しかし、東日本大震災を機に、地域住民の避難受け入れにかんする協定を自治体と結ぶ刑務所や拘置所が増えた。今年1月末現在、全国23施設に広がっている。
熊本地震で熊本刑務所は「本震」後の約1カ月間、武道場で最大約250人を受け入れた。
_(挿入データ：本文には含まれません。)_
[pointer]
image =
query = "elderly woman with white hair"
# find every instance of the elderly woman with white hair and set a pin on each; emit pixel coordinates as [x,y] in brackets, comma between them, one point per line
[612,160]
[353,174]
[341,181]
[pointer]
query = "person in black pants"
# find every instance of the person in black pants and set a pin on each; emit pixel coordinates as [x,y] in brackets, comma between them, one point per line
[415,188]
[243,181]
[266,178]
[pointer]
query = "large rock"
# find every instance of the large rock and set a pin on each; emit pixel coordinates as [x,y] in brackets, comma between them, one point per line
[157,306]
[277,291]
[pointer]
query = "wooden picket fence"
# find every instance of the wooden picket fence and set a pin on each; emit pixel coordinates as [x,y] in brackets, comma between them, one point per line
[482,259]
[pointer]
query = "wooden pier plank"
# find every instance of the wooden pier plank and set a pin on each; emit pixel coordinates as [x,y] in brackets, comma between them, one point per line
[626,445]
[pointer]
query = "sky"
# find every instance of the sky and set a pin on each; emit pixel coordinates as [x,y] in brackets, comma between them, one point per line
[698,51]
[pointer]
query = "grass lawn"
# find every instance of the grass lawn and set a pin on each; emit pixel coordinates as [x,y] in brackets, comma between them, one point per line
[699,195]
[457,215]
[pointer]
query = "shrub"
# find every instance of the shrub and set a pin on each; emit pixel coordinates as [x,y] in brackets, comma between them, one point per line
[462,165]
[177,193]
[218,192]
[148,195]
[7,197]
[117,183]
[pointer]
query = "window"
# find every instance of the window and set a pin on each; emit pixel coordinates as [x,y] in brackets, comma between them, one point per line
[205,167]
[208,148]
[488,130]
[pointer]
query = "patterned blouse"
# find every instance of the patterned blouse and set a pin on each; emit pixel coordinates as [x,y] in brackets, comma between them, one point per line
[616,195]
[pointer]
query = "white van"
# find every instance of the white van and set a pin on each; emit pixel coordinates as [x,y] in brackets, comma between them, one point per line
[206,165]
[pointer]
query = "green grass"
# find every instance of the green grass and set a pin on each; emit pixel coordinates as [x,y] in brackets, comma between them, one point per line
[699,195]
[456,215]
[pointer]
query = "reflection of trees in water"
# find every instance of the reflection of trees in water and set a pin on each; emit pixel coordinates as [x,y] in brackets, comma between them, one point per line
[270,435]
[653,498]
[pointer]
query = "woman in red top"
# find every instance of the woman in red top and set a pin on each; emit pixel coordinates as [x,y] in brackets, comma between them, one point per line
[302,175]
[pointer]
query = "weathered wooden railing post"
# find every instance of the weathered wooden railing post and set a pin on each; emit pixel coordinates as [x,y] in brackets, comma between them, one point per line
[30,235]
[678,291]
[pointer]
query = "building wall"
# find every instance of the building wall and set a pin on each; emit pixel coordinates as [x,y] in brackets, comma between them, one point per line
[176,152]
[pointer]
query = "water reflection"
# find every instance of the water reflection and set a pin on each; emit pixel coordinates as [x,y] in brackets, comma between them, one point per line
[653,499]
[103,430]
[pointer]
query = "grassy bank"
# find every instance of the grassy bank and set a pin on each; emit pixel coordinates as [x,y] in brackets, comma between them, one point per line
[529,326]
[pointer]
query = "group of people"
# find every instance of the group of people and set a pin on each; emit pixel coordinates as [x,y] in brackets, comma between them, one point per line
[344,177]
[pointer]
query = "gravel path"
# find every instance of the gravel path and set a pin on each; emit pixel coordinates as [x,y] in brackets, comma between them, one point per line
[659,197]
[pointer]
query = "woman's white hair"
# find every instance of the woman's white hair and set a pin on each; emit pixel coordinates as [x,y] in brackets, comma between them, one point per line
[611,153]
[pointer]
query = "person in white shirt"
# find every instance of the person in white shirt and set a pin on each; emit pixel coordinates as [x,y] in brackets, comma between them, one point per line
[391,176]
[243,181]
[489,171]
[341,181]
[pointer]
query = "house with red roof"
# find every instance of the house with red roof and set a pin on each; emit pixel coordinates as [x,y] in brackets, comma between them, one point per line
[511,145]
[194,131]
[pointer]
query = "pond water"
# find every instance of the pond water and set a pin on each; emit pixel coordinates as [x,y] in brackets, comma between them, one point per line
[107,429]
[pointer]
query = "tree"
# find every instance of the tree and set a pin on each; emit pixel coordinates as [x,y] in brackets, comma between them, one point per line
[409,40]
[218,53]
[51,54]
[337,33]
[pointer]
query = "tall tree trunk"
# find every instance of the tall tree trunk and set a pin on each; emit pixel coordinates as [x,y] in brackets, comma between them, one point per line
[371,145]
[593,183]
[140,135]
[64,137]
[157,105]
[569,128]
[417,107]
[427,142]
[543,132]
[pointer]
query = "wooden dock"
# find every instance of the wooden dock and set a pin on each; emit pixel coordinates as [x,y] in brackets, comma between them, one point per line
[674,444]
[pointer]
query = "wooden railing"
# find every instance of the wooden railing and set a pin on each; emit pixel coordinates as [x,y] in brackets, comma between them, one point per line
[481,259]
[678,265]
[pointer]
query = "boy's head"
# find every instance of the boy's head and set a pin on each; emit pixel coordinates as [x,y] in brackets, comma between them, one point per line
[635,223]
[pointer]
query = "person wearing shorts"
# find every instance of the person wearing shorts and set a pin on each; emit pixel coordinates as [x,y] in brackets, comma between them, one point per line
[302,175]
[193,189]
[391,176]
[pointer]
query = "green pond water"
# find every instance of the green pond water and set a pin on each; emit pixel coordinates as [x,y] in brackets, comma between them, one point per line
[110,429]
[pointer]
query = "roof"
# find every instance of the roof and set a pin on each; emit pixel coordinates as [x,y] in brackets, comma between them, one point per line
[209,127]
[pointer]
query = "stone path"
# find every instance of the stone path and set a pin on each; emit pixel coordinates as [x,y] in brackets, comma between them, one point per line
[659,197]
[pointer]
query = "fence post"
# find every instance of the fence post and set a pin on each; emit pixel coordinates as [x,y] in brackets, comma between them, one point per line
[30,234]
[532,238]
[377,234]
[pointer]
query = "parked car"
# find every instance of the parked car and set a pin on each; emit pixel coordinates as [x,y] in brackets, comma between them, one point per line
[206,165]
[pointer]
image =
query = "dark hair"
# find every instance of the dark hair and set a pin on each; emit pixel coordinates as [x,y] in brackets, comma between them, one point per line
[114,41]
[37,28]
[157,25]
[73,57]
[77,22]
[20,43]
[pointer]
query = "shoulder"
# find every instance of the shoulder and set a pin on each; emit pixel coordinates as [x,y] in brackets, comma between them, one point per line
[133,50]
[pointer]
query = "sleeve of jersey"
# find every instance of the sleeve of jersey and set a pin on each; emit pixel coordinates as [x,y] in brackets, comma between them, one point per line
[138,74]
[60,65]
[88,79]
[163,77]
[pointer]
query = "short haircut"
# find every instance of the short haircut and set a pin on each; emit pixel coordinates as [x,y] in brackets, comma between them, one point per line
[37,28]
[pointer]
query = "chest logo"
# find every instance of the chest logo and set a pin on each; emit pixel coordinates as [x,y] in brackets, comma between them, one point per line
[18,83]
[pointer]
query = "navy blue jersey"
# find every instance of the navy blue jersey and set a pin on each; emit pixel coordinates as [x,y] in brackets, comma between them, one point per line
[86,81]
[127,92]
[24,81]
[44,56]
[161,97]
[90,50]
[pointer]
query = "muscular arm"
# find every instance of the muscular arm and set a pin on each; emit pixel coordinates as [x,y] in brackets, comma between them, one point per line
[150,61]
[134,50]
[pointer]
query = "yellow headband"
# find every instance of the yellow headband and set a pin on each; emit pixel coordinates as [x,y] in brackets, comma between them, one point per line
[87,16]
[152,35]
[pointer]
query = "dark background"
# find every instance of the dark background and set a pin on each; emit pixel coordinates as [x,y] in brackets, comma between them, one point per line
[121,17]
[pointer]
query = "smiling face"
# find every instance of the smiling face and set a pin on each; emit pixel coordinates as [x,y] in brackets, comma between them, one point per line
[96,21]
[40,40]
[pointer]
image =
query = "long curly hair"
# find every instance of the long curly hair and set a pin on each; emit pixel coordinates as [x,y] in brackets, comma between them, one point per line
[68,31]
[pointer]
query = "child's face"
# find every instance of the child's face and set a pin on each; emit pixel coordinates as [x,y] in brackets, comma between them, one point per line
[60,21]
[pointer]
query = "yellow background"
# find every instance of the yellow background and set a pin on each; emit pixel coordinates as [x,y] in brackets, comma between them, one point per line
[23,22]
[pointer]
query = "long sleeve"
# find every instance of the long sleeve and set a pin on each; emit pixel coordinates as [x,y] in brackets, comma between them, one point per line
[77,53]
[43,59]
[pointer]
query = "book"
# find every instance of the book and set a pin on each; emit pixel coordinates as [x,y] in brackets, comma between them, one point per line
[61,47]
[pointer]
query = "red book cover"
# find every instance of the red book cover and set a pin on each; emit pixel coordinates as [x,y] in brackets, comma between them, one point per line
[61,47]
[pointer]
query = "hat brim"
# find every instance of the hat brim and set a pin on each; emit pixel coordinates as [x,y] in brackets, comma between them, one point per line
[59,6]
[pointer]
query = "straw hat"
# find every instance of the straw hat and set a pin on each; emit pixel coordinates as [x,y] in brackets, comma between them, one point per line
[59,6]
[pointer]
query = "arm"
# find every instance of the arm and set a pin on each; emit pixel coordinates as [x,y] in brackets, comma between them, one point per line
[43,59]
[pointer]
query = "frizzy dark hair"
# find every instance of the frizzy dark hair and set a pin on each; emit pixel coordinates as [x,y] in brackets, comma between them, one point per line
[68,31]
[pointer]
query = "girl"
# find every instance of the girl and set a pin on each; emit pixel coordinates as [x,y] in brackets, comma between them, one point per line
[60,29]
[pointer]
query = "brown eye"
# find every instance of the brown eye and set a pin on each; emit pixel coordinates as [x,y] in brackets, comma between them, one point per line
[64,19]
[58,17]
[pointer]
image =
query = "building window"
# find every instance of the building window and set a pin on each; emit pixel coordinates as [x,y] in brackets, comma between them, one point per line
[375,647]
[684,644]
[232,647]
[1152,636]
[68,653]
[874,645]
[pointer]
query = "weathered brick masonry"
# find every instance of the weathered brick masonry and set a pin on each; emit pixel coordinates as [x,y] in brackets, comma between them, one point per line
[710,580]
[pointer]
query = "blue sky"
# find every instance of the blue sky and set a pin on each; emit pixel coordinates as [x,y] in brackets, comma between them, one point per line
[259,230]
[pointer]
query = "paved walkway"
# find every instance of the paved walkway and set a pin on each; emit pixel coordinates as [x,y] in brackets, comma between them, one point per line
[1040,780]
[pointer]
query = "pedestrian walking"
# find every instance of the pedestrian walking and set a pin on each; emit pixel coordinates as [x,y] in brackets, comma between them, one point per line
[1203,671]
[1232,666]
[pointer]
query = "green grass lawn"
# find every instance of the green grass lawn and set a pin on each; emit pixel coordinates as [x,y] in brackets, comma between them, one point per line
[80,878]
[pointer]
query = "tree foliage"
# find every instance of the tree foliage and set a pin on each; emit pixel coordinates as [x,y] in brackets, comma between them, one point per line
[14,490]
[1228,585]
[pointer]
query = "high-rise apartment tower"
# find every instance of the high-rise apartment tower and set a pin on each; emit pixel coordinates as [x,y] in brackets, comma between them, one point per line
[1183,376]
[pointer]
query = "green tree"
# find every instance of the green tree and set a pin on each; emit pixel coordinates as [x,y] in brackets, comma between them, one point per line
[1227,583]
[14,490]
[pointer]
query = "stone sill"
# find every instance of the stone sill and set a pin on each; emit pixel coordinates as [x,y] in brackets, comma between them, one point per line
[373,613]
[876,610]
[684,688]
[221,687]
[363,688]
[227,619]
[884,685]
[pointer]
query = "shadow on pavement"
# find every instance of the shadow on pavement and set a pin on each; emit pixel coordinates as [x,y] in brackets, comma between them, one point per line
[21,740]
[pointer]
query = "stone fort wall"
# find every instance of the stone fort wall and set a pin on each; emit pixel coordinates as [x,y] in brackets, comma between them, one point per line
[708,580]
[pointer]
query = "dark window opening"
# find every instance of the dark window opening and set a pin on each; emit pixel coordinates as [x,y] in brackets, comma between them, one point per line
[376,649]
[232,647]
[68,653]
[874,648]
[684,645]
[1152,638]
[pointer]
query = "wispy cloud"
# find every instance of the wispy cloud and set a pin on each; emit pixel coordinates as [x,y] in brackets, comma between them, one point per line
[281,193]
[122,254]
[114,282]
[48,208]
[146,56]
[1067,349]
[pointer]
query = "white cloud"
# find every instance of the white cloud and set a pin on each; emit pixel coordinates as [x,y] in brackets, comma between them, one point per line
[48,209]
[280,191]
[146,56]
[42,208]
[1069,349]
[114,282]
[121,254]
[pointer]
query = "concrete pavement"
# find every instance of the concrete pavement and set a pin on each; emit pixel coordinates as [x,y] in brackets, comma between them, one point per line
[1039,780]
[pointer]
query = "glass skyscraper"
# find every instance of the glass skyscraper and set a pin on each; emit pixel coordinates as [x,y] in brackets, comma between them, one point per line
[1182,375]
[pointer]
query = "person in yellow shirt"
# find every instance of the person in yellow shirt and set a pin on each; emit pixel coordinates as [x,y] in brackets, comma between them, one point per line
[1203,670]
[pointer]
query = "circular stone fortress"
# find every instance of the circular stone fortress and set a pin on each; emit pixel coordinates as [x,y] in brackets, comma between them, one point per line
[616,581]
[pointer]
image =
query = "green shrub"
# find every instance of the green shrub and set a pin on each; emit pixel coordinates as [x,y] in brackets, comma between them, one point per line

その1年ほど前から協定締結に向けて準備していたこともあり、余震におびえる住民らが自然に集まったという。
所長として協定の準備に携わった山本孝志さん(60)は震災があったときは既に異動し、京都刑務所長を務めていた。そこで受刑者に出所後のアドバイスをするボランティアから「この刑務所でも災害への備えをしてほしい」と求められ、国内で例がなかった住民参加訓練を思い立った。
住宅街に囲まれた京都刑務所は約10万7千平方メートル。大半は「塀の中」だが、区分けされた敷地内には職員宿舎なども並ぶ。昨年12月の訓練では、その一画の武道場に、地域の高齢者や子ども連れの女性ら約300人が集まった。
「刑務所は塀の中で全てまかなえるようになっています」と山本さんはあいさつ。非常時に備えて受刑者定員1477人の1週間分の食料を蓄え、消防機能を持ち、医療職員もいる。同種の施設間の補給網もある。そんな「強み」をアピールした。